Il multilateralismo è stato messo a dura prova nel 2020. Per oltre dieci anni, politologi internazionali si sono interrogati sull’emergente multipolarismo globale, chiedendosi se avrebbe rafforzato o meno il multilateralismo. Oggi quella risposta l’abbiamo ricevuta, e purtroppo non è rassicurante. Con il consolidamento del conflitto tra Stati Uniti e Cina, il sistema multilaterale è stato messo a dura prova. Dal Consiglio di sicurezza dell’Onu all’Organizzazione mondiale del commercio, dall’Organizzazione mondiale della sanità al regime sul controllo degli armamenti nucleari, molte sono le potenziali vittime del nuovo assetto internazionale.

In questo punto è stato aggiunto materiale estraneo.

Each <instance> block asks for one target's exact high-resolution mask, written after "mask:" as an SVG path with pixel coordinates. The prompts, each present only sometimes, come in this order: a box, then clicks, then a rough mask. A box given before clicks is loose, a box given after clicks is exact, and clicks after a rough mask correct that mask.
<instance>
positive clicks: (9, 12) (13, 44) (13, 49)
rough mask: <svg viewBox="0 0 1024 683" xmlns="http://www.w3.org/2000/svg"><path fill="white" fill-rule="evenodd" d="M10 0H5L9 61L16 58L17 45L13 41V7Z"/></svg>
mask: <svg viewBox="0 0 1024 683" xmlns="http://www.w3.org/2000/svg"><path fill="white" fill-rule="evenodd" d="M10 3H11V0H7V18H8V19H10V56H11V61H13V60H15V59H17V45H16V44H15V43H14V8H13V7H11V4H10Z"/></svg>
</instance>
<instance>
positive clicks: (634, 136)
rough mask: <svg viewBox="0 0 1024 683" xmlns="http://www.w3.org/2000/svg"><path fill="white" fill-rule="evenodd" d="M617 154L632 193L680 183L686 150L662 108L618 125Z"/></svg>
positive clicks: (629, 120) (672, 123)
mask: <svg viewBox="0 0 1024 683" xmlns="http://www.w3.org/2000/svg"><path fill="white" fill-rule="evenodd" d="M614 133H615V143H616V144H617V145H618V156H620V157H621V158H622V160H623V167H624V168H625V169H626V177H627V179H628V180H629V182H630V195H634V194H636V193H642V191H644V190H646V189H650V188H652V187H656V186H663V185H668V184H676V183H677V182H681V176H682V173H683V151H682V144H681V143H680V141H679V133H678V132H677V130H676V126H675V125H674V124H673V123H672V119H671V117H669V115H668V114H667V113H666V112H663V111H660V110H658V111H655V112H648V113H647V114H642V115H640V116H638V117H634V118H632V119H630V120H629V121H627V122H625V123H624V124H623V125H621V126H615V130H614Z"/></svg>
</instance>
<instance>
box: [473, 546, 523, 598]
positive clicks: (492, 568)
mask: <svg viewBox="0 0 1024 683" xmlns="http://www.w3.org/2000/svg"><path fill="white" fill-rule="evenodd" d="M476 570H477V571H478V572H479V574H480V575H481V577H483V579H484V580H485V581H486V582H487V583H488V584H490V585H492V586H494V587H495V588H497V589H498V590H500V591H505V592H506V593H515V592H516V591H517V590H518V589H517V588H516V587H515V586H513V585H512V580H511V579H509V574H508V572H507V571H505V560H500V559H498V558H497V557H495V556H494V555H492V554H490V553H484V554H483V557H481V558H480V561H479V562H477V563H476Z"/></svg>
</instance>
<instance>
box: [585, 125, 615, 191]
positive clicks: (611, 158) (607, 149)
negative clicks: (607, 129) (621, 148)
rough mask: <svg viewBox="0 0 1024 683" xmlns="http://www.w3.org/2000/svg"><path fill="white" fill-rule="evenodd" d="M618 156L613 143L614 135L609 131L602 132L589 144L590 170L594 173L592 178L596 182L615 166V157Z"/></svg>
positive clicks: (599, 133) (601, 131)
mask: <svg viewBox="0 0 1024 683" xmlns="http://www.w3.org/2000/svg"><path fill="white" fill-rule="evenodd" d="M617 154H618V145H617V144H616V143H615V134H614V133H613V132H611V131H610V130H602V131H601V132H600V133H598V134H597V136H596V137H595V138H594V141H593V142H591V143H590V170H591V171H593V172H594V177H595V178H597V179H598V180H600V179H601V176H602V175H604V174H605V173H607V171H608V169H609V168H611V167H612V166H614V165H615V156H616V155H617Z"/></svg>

L’indebolimento del multilateralismo non poteva accadere in un momento peggiore. Mai come oggi sappiamo che tutte le sfide più grandi del ventunesimo secolo sono squisitamente transnazionali. Dalle pandemie ai cambiamenti climatici, dal digitale alla proliferazione nucleare, tutte le minacce a cui dobbiamo far fronte richiedono multilateralismo e cooperazione internazionale.
A questo aggiungiamo che l’emergente conflittualità tra Stati uniti e Cina non ha connotati esclusivamente settoriali, ma una più ampia dimensione politico-ideologica che riecheggia la Guerra Fredda. In altre parole, quello tra Washington e Pechino non è un conflitto fatto solo di dazi commerciali e 5G, di controllo del Mare meridionale cinese o di libertà politiche a Hong Kong o Taiwan. Ognuna di queste dispute settoriali cela un più ampio conflitto ideologico: qual è il migliore sistema politico, la liberal democrazia o il capitalismo autoritario? La risposta è infinitamente meno scontata di quanto non fosse durante la Guerra Fredda. Quello tra Stati Uniti e Unione sovietica era un conflitto reale fatto di testate nucleari e guerre per procura. Ma bastarono pochi anni di bipolarismo per rispondere con relativa chiarezza alla domanda politica di fondo: i tentativi di fuga erano da est a ovest, non viceversa.
Oggi la risposta di fondo non è altrettanto scontata. Sappiamo che, a differenza di quanto predicato per decenni, le libertà politiche e la prosperità economica non vanno sempre di pari passo. La Cina popolare dimostra il contrario. Né possiamo affermare che le liberaldemocrazie siano più efficaci dei sistemi autoritari nell’affrontare sfide esistenziali come una pandemia. Non esiste, ad oggi, una risposta netta alla domanda. Sì, la Cina si è dimostrata fino ad ora più efficace degli Stati Uniti fronte coronavirus, ma lo sono state anche democrazie come Taiwan, Corea del Sud e Nuova Zelanda. Ed è vero che le democrazie in America e Europa non hanno brillato nell’ultimo anno, ma non lo hanno fatto neanche sistemi illiberali come Russia e Turchia. Non c’è risposta univoca a una domanda complessa.
Le sfide che ci attendono sono ardue e le risposte che saremo chiamati a dare tutt’altro che scontate. Eppure il 2021 si apre con una triplice opportunità.
C’è l’opportunità di rilanciare il progetto europeo attraverso una ritrovata solidarietà politica, un passo avanti nell’integrazione economica e una nuova narrazione che parla di un’Europa verde, digitale e strategicamente autonoma. C’è l’opportunità di rilanciare il multilateralismo attraverso una ritrovata amicizia con gli Stati uniti di Joe Biden, intento a rinsaldare le vecchie alleanze così come impegnarsi di nuovo nella governance globale. E infine c’è la più diffusa, ma altrettanto cruciale opportunità di ascoltare quella mobilitazione dal basso, dai Fridays for Future a Black Lives Matter, che ci spingono ad affrontare con convinzione le diseguaglianze e le ingiustizie sociali, economiche, generazionali, geografiche, etniche o di genere, sapendo che chiudere gli occhi un’altra volta significherebbe mettere a rischio l’essenza stessa di una società aperta.